Metropolitan News-Enterprise


Wednesday, April 2, 2008


Page 1


Social Workers Immune From Suit Over Investigation—C.A.


By STEVEN M. ELLIS, Staff Writer


The Third District Court of Appeal ruled yesterday that social workers who released a minor back into her father’s custody less than three days after she had been removed because of his PCP-induced behavior are immune from liability in the minor’s suit over her father’s subsequent attempt to kill her.

Affirming the decision of Sacramento Superior Court Judge Eugene L. Balonon, the court ruled that employees of the Sacramento County Department of Health and Human Services are entitled to discretionary acts immunity under Government Code Sec. 820.2 because state law requiring an investigation of the potential risk to a child prior to such a release imposes a discretionary, rather than mandatory duty, and because the social workers’ admittedly “lousy” investigation was nonetheless a “considered decision balancing risks and advantages.”

Mijalina Ortega, then 11 years old, was taken into custody by Child Protective Services on Aug. 21, 2001 after her father was found screaming in the street and arrested. Her mother was absent, and tests showed later that her father was under the influence of phencyclidine, or PCP, a hallucinogenic drug that can create profound psychological disturbances for days after ingestion.

A social worker conducted an investigation whether releasing Ortega from custody would place her at risk under state law requiring such an investigation and initial decision within 48 hours, but allegedly failed to look into the father’s background or the effect of his PCP use.

Ortega’s father had both a history of domestic violence and substance abuse, and Ortega had previously been removed from his custody in 1998 when he was arrested in her presence on outstanding warrants.

Nevertheless, on Aug. 24, the social worker released Ortega into her father’s custody.

Four days later, Ortega’s father approached her in their shared apartment with nail polish remover and told her to drink it to kill herself. When she refused, he brought her a knife and told her to use it kill herself.

When she again refused, he stabbed her in the heart. Ortega fled, but her father chased her down, pulled her back into the apartment, and stabbed her in the lung.

Ortega fled the apartment a second time and collapsed before receiving medical attention.

The stabbing led to a 22-year prison sentence for her father.

Ortega brought suit in 2005, alleging that the social workers violated mandatory duties imposed by statute and were negligent in releasing her into her father’s custody because they failed to determine the facts surrounding her entry into custody, failed to determine the potential for existence of conditions placing her at risk if released, and failed to perform tasks identified in the CPS handbook.

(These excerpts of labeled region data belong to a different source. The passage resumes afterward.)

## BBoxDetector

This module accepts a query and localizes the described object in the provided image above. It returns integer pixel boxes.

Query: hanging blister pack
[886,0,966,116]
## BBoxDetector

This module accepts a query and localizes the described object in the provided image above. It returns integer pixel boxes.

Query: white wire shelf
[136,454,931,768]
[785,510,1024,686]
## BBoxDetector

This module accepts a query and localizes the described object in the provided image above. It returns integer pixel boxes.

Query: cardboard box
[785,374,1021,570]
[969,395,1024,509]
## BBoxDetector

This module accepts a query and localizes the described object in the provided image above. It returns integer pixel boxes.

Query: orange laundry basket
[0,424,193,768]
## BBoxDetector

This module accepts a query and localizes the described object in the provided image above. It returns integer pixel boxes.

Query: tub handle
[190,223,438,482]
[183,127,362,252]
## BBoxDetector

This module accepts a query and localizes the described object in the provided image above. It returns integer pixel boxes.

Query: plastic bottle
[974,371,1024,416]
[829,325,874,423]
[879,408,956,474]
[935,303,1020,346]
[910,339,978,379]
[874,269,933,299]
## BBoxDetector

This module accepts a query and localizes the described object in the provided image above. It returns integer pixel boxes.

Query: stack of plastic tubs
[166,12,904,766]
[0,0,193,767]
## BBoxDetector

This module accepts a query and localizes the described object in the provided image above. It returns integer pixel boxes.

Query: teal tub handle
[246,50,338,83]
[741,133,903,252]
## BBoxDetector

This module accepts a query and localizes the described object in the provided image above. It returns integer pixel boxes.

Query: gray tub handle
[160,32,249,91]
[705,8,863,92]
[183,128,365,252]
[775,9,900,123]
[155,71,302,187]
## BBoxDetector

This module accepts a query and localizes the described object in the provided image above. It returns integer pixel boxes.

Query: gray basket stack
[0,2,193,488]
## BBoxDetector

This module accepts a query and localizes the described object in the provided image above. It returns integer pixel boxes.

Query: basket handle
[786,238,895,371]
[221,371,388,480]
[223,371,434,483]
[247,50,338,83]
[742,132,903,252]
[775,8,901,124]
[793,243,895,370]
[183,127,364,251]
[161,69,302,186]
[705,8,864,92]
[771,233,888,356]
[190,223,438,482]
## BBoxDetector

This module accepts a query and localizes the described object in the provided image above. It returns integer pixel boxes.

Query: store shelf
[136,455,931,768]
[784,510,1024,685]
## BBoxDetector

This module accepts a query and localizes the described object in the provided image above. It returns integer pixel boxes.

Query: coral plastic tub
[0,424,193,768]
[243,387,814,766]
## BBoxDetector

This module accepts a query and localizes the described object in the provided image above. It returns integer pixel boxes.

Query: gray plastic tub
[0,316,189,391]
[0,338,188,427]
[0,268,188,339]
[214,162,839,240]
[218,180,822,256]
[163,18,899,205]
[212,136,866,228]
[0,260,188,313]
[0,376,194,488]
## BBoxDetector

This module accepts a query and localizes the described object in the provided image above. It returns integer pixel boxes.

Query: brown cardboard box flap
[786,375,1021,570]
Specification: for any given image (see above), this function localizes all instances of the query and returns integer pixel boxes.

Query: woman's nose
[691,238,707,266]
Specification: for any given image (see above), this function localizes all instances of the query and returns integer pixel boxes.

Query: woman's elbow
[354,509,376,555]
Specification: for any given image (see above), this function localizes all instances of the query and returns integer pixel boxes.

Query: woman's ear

Anticipating that the defendants would assert a defense of discretionary acts immunity under Sec. 820.2—which provides that, “[e]xcept as otherwise provided by statute, a public employee is not liable for an injury resulting from his act or omission where the act or omission was the result of the exercise of the discretion vested in him, whether or not such discretion be abused”—Ortega alleged that the social workers’ failures related to operational, ministerial matters not subject to their discretion.

However, Balonon granted summary judgment for the defendants, holding that they were entitled to discretionary immunity because investigations are uniquely discretionary activities with highly subjective decisions.

On appeal, Justice Richard Sims III wrote for the Court of Appeal to affirm Balonen’s ruling.

Rejecting Ortega’s claims that Sec. 815.6—which requires an investigation and determine potential risk to child—imposes discretionary, rather than mandatory duties, Sims wrote:

“[T]he statute and regulation relied upon by plaintiff merely required defendants to conduct an investigation and determine the potential risk to the child. Neither of these are ministerial duties, and both involve a formidable amount of discretion.”

Sims also rejected Ortega’s claims that the CPS handbook—which sets forth specific protocols to be followed in conducting 48-hour investigation—set forth ministerial, rather than discretionary duties.

Noting that the social worker had conducted an investigation—albeit on “woefully inadequate information”—that was a considered decision balancing the risks and advantages of releasing Ortega, Sims said that “the exercise of discretion invariably entails the collection and evaluation of information.”

He continued:

“Thus, the collection and evaluation of information is an integral part of “the exercise of discretion” immunized by section 820.2. The distinction urged by plaintiff would eviscerate section 820.2 immunity, because in every case there would have to be a trial on the step-by-step actions which comprised the investigation forming the basis for an exercise of discretion.

“This is an untenable result.”

Justices Coleman Blease and Ronald B. Robie joined Sims in his opinion.

The case is Ortega v. Sacramento County Department of Health and Human Services, C054262.